Shahîn Badûr Khan acquiesce d’une inclinaison de la tête. Il sait toutefois que ce n’est pas acquis. Jusqu’ici, son gouvernement, sa nation et lui-même ont eu de la chance. Sajida Rânâ tire sur le fil d’une couture mal finie de son pantalon de treillis, s’affaisse dans son siège et demande : « Il y a déjà quelque chose sur moi ? » Shahîn Badûr Khan ouvre son palmeur afin de parcourir les chaînes d’informations et les dépêches d’agences. Des pages fantômes apparaissent dans son champ de vision. Les informations surgissent autour de lui en petites détonations de couleur.

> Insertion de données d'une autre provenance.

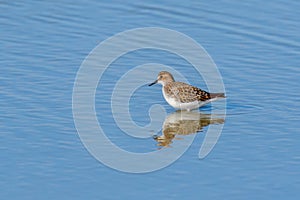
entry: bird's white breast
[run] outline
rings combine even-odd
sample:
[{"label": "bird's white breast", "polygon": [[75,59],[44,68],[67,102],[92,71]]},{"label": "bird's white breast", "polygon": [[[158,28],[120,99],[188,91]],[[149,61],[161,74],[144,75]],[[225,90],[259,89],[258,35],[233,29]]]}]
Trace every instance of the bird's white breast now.
[{"label": "bird's white breast", "polygon": [[168,96],[165,93],[164,88],[162,88],[162,93],[163,93],[163,96],[164,96],[165,100],[168,102],[168,104],[170,104],[175,109],[179,109],[179,110],[193,110],[193,109],[199,108],[199,106],[200,106],[200,104],[199,104],[198,101],[192,101],[192,102],[182,103],[182,102],[180,102],[179,99],[172,98],[171,96]]}]

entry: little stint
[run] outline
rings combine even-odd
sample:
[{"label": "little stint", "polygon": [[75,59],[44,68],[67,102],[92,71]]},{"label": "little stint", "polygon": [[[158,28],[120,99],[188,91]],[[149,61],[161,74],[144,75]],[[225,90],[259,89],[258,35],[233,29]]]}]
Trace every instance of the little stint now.
[{"label": "little stint", "polygon": [[175,109],[193,110],[209,102],[225,98],[224,93],[209,93],[187,83],[176,82],[171,73],[159,72],[157,79],[149,84],[162,84],[162,92],[165,100]]}]

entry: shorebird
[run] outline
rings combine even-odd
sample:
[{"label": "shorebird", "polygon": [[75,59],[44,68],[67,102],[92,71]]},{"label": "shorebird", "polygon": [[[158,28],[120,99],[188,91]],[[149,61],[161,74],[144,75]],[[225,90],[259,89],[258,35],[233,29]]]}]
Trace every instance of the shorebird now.
[{"label": "shorebird", "polygon": [[149,86],[156,83],[163,86],[162,93],[168,104],[178,110],[191,111],[212,101],[225,98],[224,93],[209,93],[187,83],[176,82],[172,74],[167,71],[159,72],[157,79]]}]

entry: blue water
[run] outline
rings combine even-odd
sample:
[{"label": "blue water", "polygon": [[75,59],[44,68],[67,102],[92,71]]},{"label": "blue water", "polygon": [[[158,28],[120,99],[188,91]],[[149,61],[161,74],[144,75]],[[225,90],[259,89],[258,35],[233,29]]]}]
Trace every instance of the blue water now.
[{"label": "blue water", "polygon": [[[2,1],[1,199],[297,199],[299,10],[299,2],[283,0]],[[198,159],[198,152],[207,127],[172,165],[130,174],[106,167],[85,149],[73,121],[72,91],[81,63],[96,45],[150,26],[182,32],[206,49],[223,77],[228,115],[205,159]],[[112,63],[102,80],[107,90],[96,91],[96,109],[109,104],[109,80],[148,62],[174,66],[193,85],[206,87],[184,60],[144,50]],[[174,112],[160,87],[153,87],[134,94],[130,110],[139,125],[149,122],[151,103]],[[147,106],[132,106],[135,101]],[[124,136],[109,107],[97,116],[120,147],[157,149],[152,138]]]}]

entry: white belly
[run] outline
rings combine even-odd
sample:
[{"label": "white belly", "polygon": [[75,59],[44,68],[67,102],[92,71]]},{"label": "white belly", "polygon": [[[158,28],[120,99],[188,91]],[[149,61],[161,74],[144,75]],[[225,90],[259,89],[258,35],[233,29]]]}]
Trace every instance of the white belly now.
[{"label": "white belly", "polygon": [[188,102],[188,103],[181,103],[178,99],[176,98],[171,98],[168,97],[164,89],[162,89],[163,95],[165,100],[170,104],[173,108],[179,109],[179,110],[193,110],[196,108],[199,108],[200,106],[204,105],[205,103],[199,102],[199,101],[193,101],[193,102]]}]

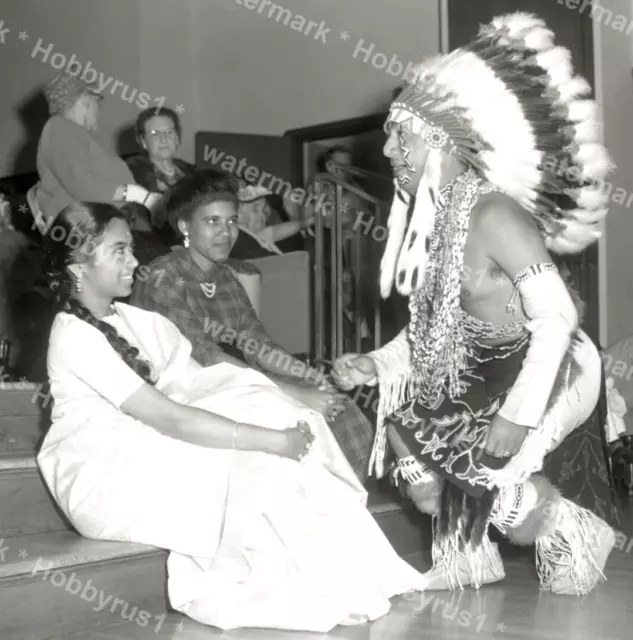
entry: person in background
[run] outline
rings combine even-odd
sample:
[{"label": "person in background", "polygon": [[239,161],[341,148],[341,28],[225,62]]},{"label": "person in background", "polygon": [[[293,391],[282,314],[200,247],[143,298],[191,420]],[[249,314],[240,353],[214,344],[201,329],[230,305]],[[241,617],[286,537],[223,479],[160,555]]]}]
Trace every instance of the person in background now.
[{"label": "person in background", "polygon": [[149,209],[159,195],[135,183],[125,162],[93,136],[102,96],[94,86],[61,72],[44,89],[51,117],[37,148],[40,182],[29,200],[45,233],[57,214],[76,201],[138,202]]},{"label": "person in background", "polygon": [[[238,193],[238,222],[240,235],[246,234],[256,240],[270,254],[281,255],[279,243],[299,234],[314,224],[314,212],[306,211],[306,215],[298,220],[273,223],[273,210],[268,198],[273,194],[266,188],[256,185],[244,185]],[[237,259],[252,258],[245,255],[239,238],[233,248],[232,257]]]},{"label": "person in background", "polygon": [[164,193],[195,171],[195,166],[176,157],[182,141],[178,114],[169,107],[150,107],[138,114],[136,141],[142,153],[127,158],[134,179],[148,191]]},{"label": "person in background", "polygon": [[[195,166],[176,157],[182,141],[182,125],[178,114],[169,107],[150,107],[141,111],[134,125],[136,141],[142,152],[127,158],[134,179],[148,191],[164,193],[195,171]],[[163,242],[178,244],[179,234],[158,206],[152,224]]]},{"label": "person in background", "polygon": [[[149,265],[134,285],[131,304],[171,320],[209,366],[235,357],[266,372],[298,402],[322,413],[341,449],[365,479],[374,428],[351,399],[275,344],[244,287],[226,264],[238,236],[238,186],[230,176],[199,172],[165,195],[184,246]],[[226,355],[226,351],[229,355]],[[228,358],[228,360],[227,360]]]},{"label": "person in background", "polygon": [[[355,174],[351,167],[353,167],[353,156],[350,149],[342,145],[334,145],[323,151],[316,160],[317,176],[329,174],[332,177],[343,180],[350,186],[362,187],[358,184]],[[330,269],[332,260],[332,226],[335,220],[336,214],[336,184],[323,179],[316,179],[308,187],[310,193],[315,193],[319,196],[319,202],[323,202],[322,216],[323,216],[323,269],[324,269],[324,282],[325,282],[325,298],[330,301]],[[358,274],[358,286],[361,289],[361,308],[355,308],[355,296],[354,289],[356,282],[356,275],[354,272],[354,251],[358,250],[358,246],[355,247],[352,242],[354,239],[354,223],[359,215],[361,215],[363,209],[363,201],[359,196],[351,191],[343,188],[342,203],[340,207],[341,212],[341,232],[342,232],[342,251],[343,251],[343,273],[342,278],[342,291],[343,291],[343,341],[346,345],[351,345],[356,337],[355,330],[355,317],[360,315],[360,337],[361,340],[366,340],[371,336],[369,326],[367,323],[367,312],[364,308],[365,295],[362,286],[362,276],[364,265],[361,265],[361,273]],[[311,236],[312,251],[314,253],[314,233],[312,229],[308,229],[306,232]],[[361,254],[363,255],[363,254]],[[364,255],[366,259],[366,255]],[[329,310],[326,312],[329,315]]]}]

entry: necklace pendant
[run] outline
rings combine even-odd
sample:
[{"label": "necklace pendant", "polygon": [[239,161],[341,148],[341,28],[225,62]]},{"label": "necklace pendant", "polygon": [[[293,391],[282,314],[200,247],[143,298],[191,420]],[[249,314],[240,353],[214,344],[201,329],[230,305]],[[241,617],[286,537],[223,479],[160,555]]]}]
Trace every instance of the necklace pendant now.
[{"label": "necklace pendant", "polygon": [[207,298],[213,298],[215,295],[215,282],[201,282],[200,288]]}]

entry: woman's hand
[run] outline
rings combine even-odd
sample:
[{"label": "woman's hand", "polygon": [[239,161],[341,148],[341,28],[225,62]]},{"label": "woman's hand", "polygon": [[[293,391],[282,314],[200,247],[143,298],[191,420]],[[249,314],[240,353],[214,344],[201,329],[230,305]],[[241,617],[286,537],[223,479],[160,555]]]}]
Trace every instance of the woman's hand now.
[{"label": "woman's hand", "polygon": [[376,364],[369,356],[346,353],[334,363],[332,378],[344,391],[367,384],[378,375]]},{"label": "woman's hand", "polygon": [[519,453],[529,431],[529,427],[514,424],[496,414],[490,422],[484,450],[494,458],[511,458]]},{"label": "woman's hand", "polygon": [[310,431],[307,422],[299,420],[296,427],[282,432],[285,436],[285,445],[280,455],[291,460],[301,460],[312,447],[314,434]]},{"label": "woman's hand", "polygon": [[298,388],[295,397],[299,402],[323,415],[328,422],[334,420],[345,409],[347,398],[335,389],[326,391],[316,387]]}]

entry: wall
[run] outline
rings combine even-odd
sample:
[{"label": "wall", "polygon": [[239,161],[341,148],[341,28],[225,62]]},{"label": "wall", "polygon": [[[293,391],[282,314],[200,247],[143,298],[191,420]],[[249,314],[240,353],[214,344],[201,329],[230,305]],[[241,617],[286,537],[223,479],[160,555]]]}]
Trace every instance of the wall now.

« CNN, la BBC et News International la passent en “dernière minute”. Reuters est tout juste en train de retransmettre à la presse américaine.
— Quelle est la teneur générale chez le Grand Satan ? »
Shahîn Badûr Khan survole les principaux articles de Boston à San Diego.
« Les réactions vont du léger scepticisme au rejet catégorique. Les conservateurs réclament notre retrait, puis, éventuellement, des négociations. »
Sajida Rânâ tire doucement sur sa lèvre inférieure, geste connu seulement des intimes, tout comme son langage fabuleusement grossier.
« Au moins, ils n’envoient pas les Marines. Mais bon, ce n’est que de l’eau, pas du pétrole. Toujours est-il que ce n’est pas contre Washington que nous sommes en guerre. Et du côté de Delhi ?
— Rien en ligne. »
La Première ministre tire encore un peu plus sur sa lèvre.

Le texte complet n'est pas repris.